Some readers will know the story Bob Wilber told, of Eddie Condon coming into
his club when Bob was practicing and urging him to "make some mistakes!"
And Albert McCarthy said long ago that in trying to produce some Mainstream
recordings c. 1960 he found it difficult to get some veteran musicians to play
things not tailored toward a mass market sub-version of music. Not so long ago
when I picked up some cheapo Harry James for 29 cents (Euro) per CD I was
appalled by the excruciating schmaltz into which some tracks descended. There
were also some fine things with Willie Smith, and James himself, and others, but
I couldn't believe the strength of saccharinity.

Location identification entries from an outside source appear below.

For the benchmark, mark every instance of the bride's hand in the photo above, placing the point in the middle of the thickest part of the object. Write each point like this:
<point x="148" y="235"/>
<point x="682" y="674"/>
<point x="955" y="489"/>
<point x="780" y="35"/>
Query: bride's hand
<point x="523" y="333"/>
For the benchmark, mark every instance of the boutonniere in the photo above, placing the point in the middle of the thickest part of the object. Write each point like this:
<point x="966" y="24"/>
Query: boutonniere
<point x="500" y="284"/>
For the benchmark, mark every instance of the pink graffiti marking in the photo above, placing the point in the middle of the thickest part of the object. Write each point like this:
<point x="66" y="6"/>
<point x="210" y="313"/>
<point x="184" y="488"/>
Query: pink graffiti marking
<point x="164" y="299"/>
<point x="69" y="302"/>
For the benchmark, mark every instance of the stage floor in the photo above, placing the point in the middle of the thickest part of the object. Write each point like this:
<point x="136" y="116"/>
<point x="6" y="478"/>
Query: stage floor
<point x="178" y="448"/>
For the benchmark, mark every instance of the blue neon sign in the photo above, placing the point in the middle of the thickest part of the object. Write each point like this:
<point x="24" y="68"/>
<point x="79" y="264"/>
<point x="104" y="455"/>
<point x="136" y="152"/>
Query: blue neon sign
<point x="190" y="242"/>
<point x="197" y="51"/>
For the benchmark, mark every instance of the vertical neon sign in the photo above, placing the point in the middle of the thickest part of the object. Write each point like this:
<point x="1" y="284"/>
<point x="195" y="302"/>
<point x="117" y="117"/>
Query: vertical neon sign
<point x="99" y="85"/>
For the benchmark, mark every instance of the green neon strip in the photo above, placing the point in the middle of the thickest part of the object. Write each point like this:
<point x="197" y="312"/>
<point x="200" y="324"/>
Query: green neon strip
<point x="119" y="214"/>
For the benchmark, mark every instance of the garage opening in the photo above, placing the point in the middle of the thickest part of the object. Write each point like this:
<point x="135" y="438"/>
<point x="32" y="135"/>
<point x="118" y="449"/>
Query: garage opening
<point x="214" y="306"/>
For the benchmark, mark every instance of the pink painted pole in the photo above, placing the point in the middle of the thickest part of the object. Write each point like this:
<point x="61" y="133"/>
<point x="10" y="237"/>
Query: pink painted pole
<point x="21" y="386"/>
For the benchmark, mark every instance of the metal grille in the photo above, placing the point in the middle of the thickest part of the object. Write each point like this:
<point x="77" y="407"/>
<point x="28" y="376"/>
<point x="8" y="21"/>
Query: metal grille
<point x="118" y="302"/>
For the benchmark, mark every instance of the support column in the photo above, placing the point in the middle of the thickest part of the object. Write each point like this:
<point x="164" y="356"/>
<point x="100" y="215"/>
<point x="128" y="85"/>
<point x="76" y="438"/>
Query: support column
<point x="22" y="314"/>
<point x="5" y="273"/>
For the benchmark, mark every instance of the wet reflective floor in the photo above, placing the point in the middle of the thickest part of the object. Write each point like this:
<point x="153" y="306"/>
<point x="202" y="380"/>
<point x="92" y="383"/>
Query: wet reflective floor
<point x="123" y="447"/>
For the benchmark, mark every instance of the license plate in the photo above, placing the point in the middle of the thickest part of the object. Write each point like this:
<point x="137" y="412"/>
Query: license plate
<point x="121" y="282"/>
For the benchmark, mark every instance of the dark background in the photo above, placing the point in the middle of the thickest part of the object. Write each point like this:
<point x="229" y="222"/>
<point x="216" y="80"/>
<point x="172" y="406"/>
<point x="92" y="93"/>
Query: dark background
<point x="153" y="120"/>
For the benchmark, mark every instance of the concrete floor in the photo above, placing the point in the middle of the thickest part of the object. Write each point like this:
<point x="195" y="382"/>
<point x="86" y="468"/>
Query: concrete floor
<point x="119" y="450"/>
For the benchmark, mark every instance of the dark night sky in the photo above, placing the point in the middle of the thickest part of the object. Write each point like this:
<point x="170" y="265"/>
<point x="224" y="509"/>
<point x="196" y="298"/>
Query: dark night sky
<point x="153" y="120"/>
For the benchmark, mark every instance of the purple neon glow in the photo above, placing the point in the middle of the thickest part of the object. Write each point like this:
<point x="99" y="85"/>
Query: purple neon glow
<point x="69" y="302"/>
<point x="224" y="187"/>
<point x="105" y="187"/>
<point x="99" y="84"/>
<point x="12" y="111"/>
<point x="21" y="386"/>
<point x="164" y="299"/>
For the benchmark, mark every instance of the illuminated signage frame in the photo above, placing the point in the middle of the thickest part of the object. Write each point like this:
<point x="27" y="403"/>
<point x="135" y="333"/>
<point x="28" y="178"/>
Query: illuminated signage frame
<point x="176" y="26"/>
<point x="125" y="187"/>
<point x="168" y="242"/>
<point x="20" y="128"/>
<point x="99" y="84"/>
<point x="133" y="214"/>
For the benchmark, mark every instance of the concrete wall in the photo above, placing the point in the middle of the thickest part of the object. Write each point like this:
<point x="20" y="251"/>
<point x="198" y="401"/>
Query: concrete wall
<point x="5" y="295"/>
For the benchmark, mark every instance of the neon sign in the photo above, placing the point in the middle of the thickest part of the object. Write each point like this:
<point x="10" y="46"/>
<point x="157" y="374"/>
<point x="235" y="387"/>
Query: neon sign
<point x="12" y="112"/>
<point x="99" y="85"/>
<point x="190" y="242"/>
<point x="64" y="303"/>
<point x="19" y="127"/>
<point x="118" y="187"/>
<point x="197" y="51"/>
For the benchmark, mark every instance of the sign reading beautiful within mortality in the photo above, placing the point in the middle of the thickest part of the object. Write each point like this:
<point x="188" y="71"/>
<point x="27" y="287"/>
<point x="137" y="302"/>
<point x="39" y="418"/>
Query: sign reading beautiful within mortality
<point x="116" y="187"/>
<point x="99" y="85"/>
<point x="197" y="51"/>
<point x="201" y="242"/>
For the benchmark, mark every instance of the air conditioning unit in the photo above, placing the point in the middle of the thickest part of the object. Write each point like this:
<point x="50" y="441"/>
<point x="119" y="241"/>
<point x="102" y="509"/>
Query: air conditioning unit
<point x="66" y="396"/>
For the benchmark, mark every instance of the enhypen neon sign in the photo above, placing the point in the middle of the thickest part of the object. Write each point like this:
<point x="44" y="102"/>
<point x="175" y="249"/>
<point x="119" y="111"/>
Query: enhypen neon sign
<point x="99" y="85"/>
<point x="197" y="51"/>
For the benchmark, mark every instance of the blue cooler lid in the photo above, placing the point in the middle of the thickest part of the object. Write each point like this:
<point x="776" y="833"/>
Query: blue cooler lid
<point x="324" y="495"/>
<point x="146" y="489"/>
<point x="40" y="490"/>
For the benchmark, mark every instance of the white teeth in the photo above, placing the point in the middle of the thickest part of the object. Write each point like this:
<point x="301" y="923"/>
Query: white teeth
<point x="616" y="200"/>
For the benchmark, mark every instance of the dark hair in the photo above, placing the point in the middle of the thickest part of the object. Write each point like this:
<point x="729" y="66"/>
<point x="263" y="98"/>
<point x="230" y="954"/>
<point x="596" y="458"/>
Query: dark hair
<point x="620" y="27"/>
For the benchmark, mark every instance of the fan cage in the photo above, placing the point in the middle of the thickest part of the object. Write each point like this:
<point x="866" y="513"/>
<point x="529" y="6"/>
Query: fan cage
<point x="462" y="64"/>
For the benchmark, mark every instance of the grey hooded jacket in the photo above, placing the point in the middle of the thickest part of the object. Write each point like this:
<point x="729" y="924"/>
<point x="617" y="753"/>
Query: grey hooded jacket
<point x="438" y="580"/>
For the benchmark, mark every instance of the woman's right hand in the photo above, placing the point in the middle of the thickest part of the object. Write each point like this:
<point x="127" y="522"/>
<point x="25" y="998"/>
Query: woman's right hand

The opposite extreme is of course the Don Ewell band on the Delmark CD with the
too nearly entirely legendary St. Louis trumpeter Dewey Jackson, and issued
under Jackson's name. That was a live set performed for teenagers in 1951 and
seriously wild. I'm not sure about the story Miles Davis's middle name Dewey
came from Jackson, but like Clark Terry and Joe Thomas he certainly knew Jackson
-- whose flowing style was fine playing the fancy clarinet passage in High
Society but not suited to an economic stock dixieland lead. He was probably too
idiosyncratic for the commercial dixieland some commercial record producers had
in mind. He was a stylist absolutely.